Rocco Lancia, pittore e scenografo frusinate che vive a Torrice, fondatore dell'associazione Artqube e che nel 2013 ha ideato lo stile “Rocco Fluo” con l'utilizzo di colori fluorescenti, si è rifugiato nella lettura e, soprattutto, nella pittura. “Ho realizzato diverse opere e provato anche qualche tecnica alternativa, dedicandomi alla sperimentazione. Credo che questo lungo periodo di permanenza in casa abbia fornito l'occasione per progettare, ideare, elaborare. Del resto, prima il tempo per farlo non era mai abbastanza”. Lancia, che come altri colleghi ha già collezionato molte esposizioni, ha aggiunto: “Gli artisti potrebbero essere influenzati da questa pandemia e trasferire sensazioni ed emozioni nelle opere. Sono convinto, però, che l'arte debba essere sempre veicolo di positività, di ottimismo, di messaggi che infondono speranza e fiducia, anche quando affronta temi particolari o rappresenta momenti storici difficili o drammatici, come quello attuale. Il dipinto non dovrebbe mai incupire. Per il futuro - conclude - il settore dovrà riorganizzarsi, tenendo conto delle limitazioni che ci saranno per gli eventi sociali, mostre comprese”.

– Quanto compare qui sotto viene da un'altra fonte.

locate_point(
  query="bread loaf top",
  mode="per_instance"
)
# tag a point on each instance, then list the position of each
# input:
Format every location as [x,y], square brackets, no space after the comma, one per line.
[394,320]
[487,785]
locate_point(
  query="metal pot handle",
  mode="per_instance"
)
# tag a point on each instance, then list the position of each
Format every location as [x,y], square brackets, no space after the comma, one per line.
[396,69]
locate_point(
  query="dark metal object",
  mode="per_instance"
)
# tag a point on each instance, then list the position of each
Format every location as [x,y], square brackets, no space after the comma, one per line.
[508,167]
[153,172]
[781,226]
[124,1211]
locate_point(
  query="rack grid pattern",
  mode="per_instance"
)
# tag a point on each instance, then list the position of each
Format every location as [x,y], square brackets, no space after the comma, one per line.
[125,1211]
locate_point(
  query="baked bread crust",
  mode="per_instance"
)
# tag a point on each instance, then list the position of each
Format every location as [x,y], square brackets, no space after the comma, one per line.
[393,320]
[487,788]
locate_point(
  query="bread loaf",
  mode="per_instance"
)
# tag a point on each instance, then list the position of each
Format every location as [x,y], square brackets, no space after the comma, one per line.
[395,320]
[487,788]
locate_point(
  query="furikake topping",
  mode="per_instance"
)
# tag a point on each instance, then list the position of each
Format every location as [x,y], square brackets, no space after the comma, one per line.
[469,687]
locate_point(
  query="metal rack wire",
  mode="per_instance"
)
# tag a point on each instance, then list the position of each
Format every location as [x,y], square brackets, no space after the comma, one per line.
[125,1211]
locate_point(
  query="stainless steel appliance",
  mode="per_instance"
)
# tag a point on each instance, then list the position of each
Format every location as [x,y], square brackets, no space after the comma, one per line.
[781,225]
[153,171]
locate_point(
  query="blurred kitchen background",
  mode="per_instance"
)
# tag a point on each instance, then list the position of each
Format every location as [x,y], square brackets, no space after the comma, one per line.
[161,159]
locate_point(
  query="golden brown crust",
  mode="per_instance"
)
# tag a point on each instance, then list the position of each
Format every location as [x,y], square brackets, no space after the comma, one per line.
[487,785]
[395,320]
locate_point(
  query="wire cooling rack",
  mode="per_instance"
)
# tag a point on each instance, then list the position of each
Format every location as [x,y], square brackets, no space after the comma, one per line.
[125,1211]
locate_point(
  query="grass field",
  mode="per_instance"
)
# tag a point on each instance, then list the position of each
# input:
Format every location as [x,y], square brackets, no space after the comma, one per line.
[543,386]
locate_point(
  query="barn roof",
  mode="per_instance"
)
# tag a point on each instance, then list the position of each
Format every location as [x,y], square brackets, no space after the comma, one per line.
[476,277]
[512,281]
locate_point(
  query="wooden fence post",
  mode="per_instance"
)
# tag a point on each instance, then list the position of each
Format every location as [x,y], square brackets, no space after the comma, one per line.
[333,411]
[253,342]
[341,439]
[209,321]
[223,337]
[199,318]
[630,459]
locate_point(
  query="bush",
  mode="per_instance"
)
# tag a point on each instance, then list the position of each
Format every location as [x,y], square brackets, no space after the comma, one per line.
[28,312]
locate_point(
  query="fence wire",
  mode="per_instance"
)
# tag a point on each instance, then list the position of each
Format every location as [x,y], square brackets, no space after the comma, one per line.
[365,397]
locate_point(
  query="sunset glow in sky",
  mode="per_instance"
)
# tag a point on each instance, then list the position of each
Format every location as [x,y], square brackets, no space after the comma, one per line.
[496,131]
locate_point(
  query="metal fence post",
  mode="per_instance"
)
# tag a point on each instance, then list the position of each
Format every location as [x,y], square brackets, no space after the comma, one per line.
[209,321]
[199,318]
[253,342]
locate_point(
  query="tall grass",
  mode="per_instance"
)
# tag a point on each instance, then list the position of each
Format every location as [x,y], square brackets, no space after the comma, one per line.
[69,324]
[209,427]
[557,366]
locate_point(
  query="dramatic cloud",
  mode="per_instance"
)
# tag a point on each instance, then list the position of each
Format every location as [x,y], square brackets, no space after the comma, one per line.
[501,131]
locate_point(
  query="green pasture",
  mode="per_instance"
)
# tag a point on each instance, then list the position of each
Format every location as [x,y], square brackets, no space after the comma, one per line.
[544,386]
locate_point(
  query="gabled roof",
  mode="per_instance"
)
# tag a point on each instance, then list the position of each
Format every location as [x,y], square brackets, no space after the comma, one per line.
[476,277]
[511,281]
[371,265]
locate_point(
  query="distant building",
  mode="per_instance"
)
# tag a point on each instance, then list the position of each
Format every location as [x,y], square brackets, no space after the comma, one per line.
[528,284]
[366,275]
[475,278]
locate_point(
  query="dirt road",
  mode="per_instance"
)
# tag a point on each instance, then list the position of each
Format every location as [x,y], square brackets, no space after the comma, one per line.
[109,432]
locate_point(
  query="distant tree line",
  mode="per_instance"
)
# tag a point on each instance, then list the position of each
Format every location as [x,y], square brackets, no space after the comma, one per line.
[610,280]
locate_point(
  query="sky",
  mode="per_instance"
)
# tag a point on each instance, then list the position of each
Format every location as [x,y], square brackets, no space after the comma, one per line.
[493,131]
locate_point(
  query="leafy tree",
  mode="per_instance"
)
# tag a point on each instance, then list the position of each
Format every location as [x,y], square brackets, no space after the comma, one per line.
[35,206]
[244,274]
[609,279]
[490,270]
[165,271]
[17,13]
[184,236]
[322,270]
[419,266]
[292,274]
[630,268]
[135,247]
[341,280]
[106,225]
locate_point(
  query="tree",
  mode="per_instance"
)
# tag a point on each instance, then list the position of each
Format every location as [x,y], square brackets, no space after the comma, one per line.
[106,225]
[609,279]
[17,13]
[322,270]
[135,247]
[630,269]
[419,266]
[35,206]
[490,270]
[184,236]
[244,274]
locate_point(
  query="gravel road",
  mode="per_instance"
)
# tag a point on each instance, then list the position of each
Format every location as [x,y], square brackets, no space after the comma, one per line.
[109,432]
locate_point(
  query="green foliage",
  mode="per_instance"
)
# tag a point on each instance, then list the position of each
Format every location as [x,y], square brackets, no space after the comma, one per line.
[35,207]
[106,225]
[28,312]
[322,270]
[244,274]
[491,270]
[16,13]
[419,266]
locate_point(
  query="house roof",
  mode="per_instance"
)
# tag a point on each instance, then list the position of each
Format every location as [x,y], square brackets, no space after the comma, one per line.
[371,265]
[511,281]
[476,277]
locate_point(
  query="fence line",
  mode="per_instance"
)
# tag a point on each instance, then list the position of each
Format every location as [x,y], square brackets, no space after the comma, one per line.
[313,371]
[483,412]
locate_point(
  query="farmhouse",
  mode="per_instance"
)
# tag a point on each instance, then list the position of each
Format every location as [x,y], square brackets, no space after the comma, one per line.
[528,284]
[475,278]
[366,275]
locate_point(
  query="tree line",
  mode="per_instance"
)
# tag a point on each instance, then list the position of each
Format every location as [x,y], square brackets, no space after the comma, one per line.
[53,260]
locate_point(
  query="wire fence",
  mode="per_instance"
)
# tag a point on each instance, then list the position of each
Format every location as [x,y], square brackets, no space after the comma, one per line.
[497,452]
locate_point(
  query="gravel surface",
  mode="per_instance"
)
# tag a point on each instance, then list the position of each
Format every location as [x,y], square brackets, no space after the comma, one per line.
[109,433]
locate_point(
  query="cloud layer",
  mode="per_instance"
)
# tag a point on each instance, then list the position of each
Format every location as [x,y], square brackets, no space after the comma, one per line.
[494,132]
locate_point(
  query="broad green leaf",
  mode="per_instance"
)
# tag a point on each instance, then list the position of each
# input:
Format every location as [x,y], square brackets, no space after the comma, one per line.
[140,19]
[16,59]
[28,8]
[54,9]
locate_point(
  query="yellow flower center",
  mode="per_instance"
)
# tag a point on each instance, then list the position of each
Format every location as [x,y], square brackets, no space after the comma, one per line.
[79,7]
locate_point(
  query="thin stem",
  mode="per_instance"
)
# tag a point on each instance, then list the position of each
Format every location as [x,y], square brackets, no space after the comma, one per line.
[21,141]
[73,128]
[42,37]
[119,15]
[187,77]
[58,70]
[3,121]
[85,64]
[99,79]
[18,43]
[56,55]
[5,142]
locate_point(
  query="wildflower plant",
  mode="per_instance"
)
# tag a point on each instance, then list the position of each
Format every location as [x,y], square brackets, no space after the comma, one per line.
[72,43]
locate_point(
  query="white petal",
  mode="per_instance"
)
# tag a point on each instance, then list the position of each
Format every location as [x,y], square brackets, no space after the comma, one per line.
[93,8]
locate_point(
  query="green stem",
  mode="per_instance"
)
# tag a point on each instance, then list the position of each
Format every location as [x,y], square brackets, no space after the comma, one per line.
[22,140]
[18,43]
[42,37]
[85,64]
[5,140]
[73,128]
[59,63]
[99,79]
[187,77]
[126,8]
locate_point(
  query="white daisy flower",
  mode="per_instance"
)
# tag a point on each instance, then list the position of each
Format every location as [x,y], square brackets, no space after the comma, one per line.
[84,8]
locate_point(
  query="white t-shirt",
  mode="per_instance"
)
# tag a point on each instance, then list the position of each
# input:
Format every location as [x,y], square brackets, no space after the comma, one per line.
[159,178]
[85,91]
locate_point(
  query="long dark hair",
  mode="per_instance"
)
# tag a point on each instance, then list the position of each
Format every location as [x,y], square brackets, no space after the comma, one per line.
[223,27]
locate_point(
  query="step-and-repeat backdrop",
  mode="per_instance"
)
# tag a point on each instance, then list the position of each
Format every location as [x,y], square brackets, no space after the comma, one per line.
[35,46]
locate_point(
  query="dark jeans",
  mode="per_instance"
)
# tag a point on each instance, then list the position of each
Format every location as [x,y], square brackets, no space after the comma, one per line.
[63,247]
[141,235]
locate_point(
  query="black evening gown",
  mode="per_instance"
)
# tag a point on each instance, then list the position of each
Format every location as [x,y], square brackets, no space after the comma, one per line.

Il critico e artista Rocco Zani, figlio dell'affermato pittore di Cassino Vittorio Miele, scomparso nel 1999, non nasconde i timori legati al futuro del settore. Allo stesso tempo, però, prova a indicare la rotta. “E' tutto fermo, c'è una fase di vuoto, di stasi. Avevo in programma tre eventi di rilievo fino ad agosto, ma sono stati annullati. Così abbiamo tentato un esperimento: una mostra virtuale dal titolo “Le occasioni del silenzio”, una collettiva di dieci artisti inaugurata il 15 aprile. Si può visitare sulla pagina Fb «Ad arte in dimora». Un tentativo per testare l'attenzione del pubblico che sta riscuotendo successo”. Poi Zani aggiunge: “Ho sentito tanti artisti e molti stanno vivendo una dimensione complicata. Questa situazione li sta influenzando e i lavori sono fermi al palo”. Zani poi guarda ai tempi che verranno: “Ci sarà il problema delle risorse economiche: subiranno, come quelle destinate alla cultura, una forte riduzione perché bisognerà dare precedenza alle varie criticità. Si dovrà, comunque, fare di tutto per ripartire, rimettersi in moto”. Zani, però, confida nella forza innata dell'arte. “Da sempre ha anticipato il futuro, precorso i tempi. Dovremo avviare una fase di riflessione per ricercare nuove forme espressive e di comunicazione. A mio avviso una soluzione potrebbe essere quella di ridare centralità a tematiche ambientali e sociali, quindi a quelle proprie dell'essere umano. Intercettare il segnale di ascolto che lancia la natura, oggi devastata, per farla tornare a essere madre natura, cioè rispettata”.